5 Feb, 2021

Sanofi reignites COVID-19 vaccine development after phase 1 setback

Sanofi said it is starting the delayed phase 2 trial of the coronavirus vaccine it is developing with GlaxoSmithKline PLC this month, as it reported in-line sales for the fourth quarter and a hike in cost savings.

Paris-based Sanofi the third-largest vaccines company in the world — used a pause in its program to develop an improved antigen formulation for the experimental vaccine, which uses GSK's adjuvant to boost immune response, after a phase 1 trial showed a poor response in older adults.

The French biopharma group also said Feb. 5 that it has increased its savings target by €500 million to €2.5 billion by 2022, which it intends to reinvest in the business.

Earlier in the day, Sanofi reported fourth-quarter pharma sales of €6.29 billion, compared to Jefferies' estimate at €6.36 billion and consensus at €6.42 billion. In the consumer health business which Sanofi is turning into a stand-alone unit sales came in at €1.03 billion, compared to Jefferies and consensus estimates of €1.09 billion.

Vaccine sales were 12% ahead, offsetting the pharma and consumer units, which were 2% shy and 6% shy, respectively, Jefferies analyst Peter Welford said. Dupixent, the eczema medicine that Pfizer CEO Paul Hudson has forecast could reach annual sales of more than 10 billion, fell short of expectations, coming in at €982 million versus consensus of €993 million and Jefferies' estimate of €989 million.

Hudson has pledged to exit Sanofi's traditional areas of research, including diabetes and cardiovascular, and has doubled down on immunology following the acquisition of Principia Biopharma Inc. in August 2020 and Kymab Ltd. in January. At today's virtual capital markets, analysts will be looking for more detail on Sanofi's pipeline, the spinoff of its active pharmaceutical ingredients production business and the group's financial targets.

For 2021, Hudson forecast high single-digit EPS growth at constant exchange rates, with a 4.5% to 5.5% forex headwind. UBS analyst Laura Sutcliffe, who rates the stock a "buy," said that although consensus is slightly above this, it is in line with expectations.

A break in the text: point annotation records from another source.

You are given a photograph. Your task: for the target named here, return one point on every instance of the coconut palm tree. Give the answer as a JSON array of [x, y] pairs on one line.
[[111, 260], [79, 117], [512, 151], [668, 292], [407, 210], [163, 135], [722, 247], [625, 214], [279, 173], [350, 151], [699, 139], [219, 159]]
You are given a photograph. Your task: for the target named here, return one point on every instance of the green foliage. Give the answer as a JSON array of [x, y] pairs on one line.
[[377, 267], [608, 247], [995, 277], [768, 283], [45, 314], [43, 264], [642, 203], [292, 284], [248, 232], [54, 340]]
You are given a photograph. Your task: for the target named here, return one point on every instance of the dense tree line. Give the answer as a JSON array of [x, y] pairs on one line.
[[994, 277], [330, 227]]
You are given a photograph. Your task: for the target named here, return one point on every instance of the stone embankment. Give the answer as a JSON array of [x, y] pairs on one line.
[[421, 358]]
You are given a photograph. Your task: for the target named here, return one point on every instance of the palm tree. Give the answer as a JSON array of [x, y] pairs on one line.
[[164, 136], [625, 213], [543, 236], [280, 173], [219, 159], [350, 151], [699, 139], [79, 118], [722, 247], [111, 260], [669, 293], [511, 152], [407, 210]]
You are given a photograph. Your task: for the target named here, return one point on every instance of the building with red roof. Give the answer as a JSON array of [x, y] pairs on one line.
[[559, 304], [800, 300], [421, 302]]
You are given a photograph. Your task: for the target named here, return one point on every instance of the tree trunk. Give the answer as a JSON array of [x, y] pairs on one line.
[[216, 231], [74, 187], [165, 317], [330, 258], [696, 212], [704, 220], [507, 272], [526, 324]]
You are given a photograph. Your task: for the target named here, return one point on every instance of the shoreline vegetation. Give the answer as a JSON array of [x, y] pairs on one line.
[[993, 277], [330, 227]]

"Given uncertainties around the timing and extent of COVID-19, normalization for new patient starts, vaccines and consumer healthcare pharmacy traffic, we expect Sanofi to guide conservatively at the start of the year with room for potential guidance raises later on," Morgan Stanley analyst Mark Purcell, who rates the stock "overweight," wrote in a note ahead of the results.

Sanofi said phase 3 trials of its hemophilia medicine, fitusiran, have restarted after an amended protocol was introduced following a clinical hold reported Nov. 6, 2020. Elsewhere, the company has dropped three assets from its pipeline, including itepekimab, which was being trialed in asthma, while a phase 2 Parkinson's trial of Venglustat, an experimental treatment for rare conditions including Fabry disease and Gaucher disease, was halted.

A further three late-stage trials were launched to expand the use of Dupixent, which should support the multiblockbuster potential of Sanofi's key "'pipeline in a drug'" asset.